(With more to come with the winners being announced)
On Friday 18 March 03:00 PST | 06:00 EST | 10:00 GMT | 15:30 IST | 21:00 AEDT, Hackmakers will announce the winners of the #FormulaAI Hackathon 2022. It will be an exciting moment to conclude the event. Stay tuned at https://www.formulaaihack.com/ to watch the public live stream.
It’s been an immense learning experience for many people (including myself). Here’s a snapshot of some of those learnings when I look back in review. Please note that the content below does not contain any spoilers about winners and solutions delivered.
The hackathon itself felt like a crescendo. With the announcement of the hackathon and the opening of registrations a few weeks before the event kicked-off, people were instantly connected into the event’s discord server. The hive of activity was similar to previous hackathons – people finding their teams early or coming in as a team; people searching out what the challenges were about; participants signing up to access Oracle Cloud to use as part of their solutions; becoming aware of the environment that will be their home for those 4 days.
In the leadup as there were many questions about the challenges that were on offer to execute against.
I had the privilege to work with the challenge owners Ignacio Guillermo Martínez Rincón – (here) for Theme #1, Wojciech Pluta (here) and Bogdan Farca (here) for Theme #2 and Theme #3 to delve deeper into where the specific problems came from. I was super impressed with the level of detail that they were thinking and the fact that these challenges were very tangible.
Prior to the hackathon itself, Stuart Coggins and I conducted this workshop to help give further context.
Many of the participants and teams formed, included past winners and participants of Hackmakers’ hackathons. This time round, the challenge statements released were very different and very specific. This created a challenge unto itself. Here’s a brief description of what was required of the teams. If you want to read up more about the challenges themselves, you can find them via the links below.
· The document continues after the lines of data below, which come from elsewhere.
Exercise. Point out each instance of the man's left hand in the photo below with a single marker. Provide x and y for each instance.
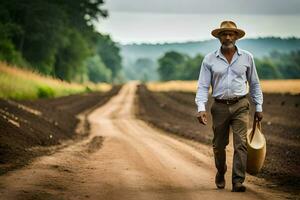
(258, 116)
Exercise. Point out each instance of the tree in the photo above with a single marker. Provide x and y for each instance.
(110, 54)
(170, 64)
(97, 71)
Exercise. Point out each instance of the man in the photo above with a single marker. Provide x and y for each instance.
(228, 70)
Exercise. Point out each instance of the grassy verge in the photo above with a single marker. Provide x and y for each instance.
(268, 86)
(22, 84)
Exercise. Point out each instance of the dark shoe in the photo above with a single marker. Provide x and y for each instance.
(220, 180)
(238, 187)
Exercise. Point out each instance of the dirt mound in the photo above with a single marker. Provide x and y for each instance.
(175, 112)
(28, 125)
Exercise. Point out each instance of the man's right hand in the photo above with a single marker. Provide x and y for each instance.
(202, 117)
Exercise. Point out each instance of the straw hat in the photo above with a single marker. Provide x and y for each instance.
(228, 26)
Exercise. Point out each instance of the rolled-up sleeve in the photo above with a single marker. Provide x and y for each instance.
(204, 82)
(254, 86)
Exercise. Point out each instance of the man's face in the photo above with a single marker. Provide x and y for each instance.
(227, 39)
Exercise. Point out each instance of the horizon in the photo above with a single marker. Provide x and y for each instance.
(136, 23)
(205, 40)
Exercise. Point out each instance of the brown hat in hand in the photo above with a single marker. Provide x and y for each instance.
(228, 26)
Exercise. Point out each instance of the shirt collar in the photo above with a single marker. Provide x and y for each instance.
(218, 52)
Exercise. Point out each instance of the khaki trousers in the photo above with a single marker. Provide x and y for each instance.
(235, 116)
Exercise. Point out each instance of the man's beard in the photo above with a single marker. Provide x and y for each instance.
(228, 45)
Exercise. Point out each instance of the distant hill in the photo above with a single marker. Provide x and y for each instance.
(258, 47)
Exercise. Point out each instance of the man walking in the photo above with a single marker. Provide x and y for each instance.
(228, 70)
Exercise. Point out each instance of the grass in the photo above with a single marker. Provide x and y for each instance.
(20, 84)
(268, 86)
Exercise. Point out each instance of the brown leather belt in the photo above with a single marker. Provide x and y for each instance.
(230, 101)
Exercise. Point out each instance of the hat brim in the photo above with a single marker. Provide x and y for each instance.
(240, 32)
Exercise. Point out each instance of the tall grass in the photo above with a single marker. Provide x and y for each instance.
(16, 83)
(268, 86)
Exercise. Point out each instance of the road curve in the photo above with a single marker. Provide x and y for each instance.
(123, 158)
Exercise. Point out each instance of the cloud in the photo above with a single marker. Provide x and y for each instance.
(206, 7)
Theme #1 – Data Analytics (here) – this challenge wanted teams to create a model that would predict weather at specific time intervals into the future based upon a specific dataset captured from the F1 2021 video game. The output was a dictionary of weather type and a rain prediction percentage. Teams had to submit their notebook for judging.
Theme #2 – Augmented Reality (here) – this challenge wanted teams to build an Augmented Reality application that interacted with the API data given to them. The dataset came from the F1 2021 video game which consisted of different game sessions of a player racing on different tracks where car telemetry and world positions were captured.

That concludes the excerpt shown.